United States’ Housing and Urban Development (HUD) Secretary Shaun Donovan toured Bergamot Station on June 2 after his department awarded the grant to Santa Monica. Donovan mentioned that for every HUD grant, there were ten applicants. Santa Monica’s project stood out because of Bergamot’s interweaving with the Exposition Light Rail (Expo) will, as he said, “Create a mixed income community… that will connect families not just to economic opportunity but also to downtown Los Angeles, West Los Angeles, Culver City, and other major job centers around the region.”
Santa Monica’s recently adopted land use regulations call for Bergamot station to developed into Bergamot Transit Village, with a vision that includes the transformation of the current large land parcels – which lack the more convenient urban street grid pattern found throughout the rest of the city – into a grid network of connections and pathways that can be used by cars, bikes, and pedestrians. Also called for are housing opportunities, local-retail serving uses, creative arts uses, consolidated parking, and transportation demand management programs.
Francie Stephan from the City’s planning department said the City hopes to complete the plan in less than two years so it will be complete before the light rail comes to town in 2015.
“This plan will also align closely with the strong vision in your Land Use and Circulation Element plan to lower green house gas emissions for this community by 2030, reduce this community’s reliance on automobiles, and improve the health and quality of life of Santa Monica families,” Donovan said during the tour.
Santa Monica Mayor Richard Bloom was also on hand. He told the secretary that Santa Monica will collaboratively drawing on its strong and talented City staff and its uniquely engaged citizenry to complete the project.
“We expect our plan to become a model for the region and hopefully beyond for an integrated, comprehensive, transit oriented planning,” Bloom said. “Forty-three percent of the folks who live in Santa Monica are somehow engaged in the arts so this is going to be a central focus for our entire community. This area has a large portion of Santa Monica’s creative economy.”

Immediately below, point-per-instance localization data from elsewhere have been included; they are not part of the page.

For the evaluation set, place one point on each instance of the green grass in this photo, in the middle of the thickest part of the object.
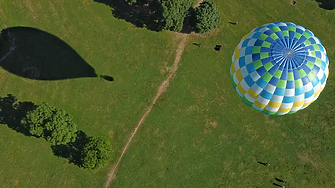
(199, 133)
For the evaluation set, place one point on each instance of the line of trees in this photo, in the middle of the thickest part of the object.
(57, 127)
(173, 15)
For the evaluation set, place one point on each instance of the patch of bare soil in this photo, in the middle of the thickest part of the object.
(161, 89)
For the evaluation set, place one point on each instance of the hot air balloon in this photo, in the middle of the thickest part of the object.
(279, 68)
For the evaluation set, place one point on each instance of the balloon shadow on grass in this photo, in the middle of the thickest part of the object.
(326, 4)
(143, 14)
(12, 112)
(35, 54)
(72, 151)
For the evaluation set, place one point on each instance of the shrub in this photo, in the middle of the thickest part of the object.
(206, 17)
(96, 152)
(55, 125)
(174, 13)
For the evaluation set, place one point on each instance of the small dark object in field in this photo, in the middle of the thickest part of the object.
(218, 47)
(265, 164)
(234, 23)
(282, 186)
(108, 78)
(197, 44)
(280, 180)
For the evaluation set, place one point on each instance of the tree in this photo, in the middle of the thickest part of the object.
(174, 13)
(206, 17)
(55, 125)
(96, 153)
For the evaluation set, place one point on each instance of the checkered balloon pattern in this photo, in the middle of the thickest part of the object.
(279, 68)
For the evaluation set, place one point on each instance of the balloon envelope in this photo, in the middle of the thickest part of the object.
(279, 68)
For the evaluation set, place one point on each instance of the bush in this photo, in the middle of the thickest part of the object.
(174, 13)
(206, 17)
(55, 125)
(96, 153)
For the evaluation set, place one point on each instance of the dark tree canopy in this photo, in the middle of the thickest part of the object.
(55, 125)
(96, 153)
(206, 17)
(174, 13)
(130, 2)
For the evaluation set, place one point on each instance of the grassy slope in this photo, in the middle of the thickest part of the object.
(200, 134)
(134, 57)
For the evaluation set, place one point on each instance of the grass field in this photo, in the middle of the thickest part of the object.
(199, 133)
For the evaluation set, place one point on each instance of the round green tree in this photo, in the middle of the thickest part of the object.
(97, 152)
(174, 13)
(206, 17)
(55, 125)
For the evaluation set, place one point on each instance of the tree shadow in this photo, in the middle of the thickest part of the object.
(326, 4)
(143, 14)
(35, 54)
(72, 151)
(12, 112)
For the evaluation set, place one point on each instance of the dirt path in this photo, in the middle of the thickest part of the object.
(162, 88)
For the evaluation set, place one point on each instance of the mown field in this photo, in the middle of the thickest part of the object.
(199, 133)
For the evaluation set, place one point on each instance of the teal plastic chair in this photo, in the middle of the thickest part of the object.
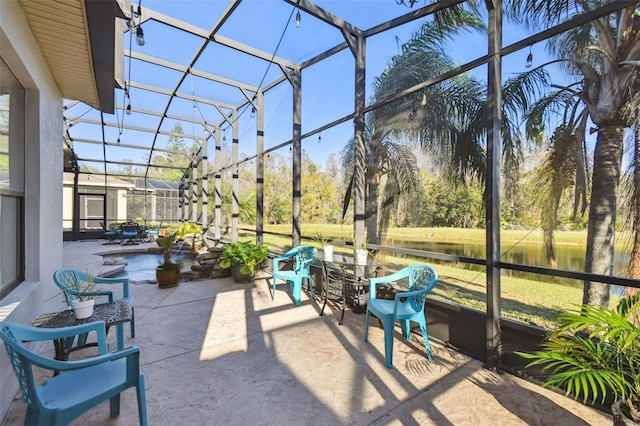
(67, 278)
(405, 307)
(81, 385)
(302, 256)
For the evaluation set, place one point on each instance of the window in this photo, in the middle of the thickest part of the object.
(11, 180)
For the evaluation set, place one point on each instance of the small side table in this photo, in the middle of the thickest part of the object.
(116, 313)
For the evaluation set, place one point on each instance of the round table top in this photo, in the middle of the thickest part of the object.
(111, 313)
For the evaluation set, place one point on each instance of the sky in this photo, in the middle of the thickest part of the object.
(268, 25)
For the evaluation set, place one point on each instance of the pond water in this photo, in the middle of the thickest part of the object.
(568, 258)
(141, 267)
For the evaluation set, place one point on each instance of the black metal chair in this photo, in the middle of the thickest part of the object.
(111, 234)
(130, 232)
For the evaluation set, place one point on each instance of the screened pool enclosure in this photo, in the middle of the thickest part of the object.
(407, 127)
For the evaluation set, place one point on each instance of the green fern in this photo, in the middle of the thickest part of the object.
(595, 353)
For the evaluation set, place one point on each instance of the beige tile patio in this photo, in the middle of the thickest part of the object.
(217, 352)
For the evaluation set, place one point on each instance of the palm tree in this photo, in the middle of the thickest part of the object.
(447, 120)
(604, 54)
(394, 130)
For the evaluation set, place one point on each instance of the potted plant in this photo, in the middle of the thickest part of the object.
(242, 258)
(595, 354)
(327, 247)
(168, 272)
(85, 294)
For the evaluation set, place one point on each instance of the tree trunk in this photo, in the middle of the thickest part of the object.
(634, 262)
(602, 212)
(371, 220)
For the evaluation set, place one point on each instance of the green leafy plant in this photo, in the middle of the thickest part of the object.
(244, 253)
(596, 353)
(82, 289)
(188, 228)
(322, 240)
(166, 243)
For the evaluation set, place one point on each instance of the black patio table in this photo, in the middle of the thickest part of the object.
(113, 314)
(345, 281)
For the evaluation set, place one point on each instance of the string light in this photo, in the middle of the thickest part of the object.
(139, 36)
(529, 62)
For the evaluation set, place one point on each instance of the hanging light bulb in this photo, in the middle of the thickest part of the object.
(139, 36)
(529, 62)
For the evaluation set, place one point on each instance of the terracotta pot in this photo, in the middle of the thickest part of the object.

Donovan stressed that these planning grants are a different kind of approach by the federal government. “This is about helping you build on the strengths in your community – not bringing a federal vision but saying what is authentic about this community. Clearly, the importance of the arts is your central pathway to creating jobs. The places that are going to be economically competitive in the long term are going to be those that create great places that attract creative capitol. That is a key thing we recognize through these grants.”
Donovan noted that in addition to direct financial perk of the grant, it also gives the Bergamot project a preferred sustainability status and therefore makes Santa Monica eligible to receive other federal resources for implementation of plans that connect neighborhoods with public transportation.
These grants stem from President Barack Obama’s call for long-term approaches to solving the energy problem in this country. “Part of the challenge is not just solving the short-term pain at the pump that we feel but the long term issues,” Donovan said, such as smarter community planning. “The average family spends 52 cents out of every dollar they earn on housing and transportation and that was before gas prices went up above $4 per gallon.”
Donovan continued by pointing out that it costs five times as much to move goods around metropolitan areas as it did 25 years ago, while wasting finite fuels when alternatives are available.
“These are fundamental challenges to not just individual families trying to make ends meet,” he said, “but to our broader economy, this region, and the country as a whole.”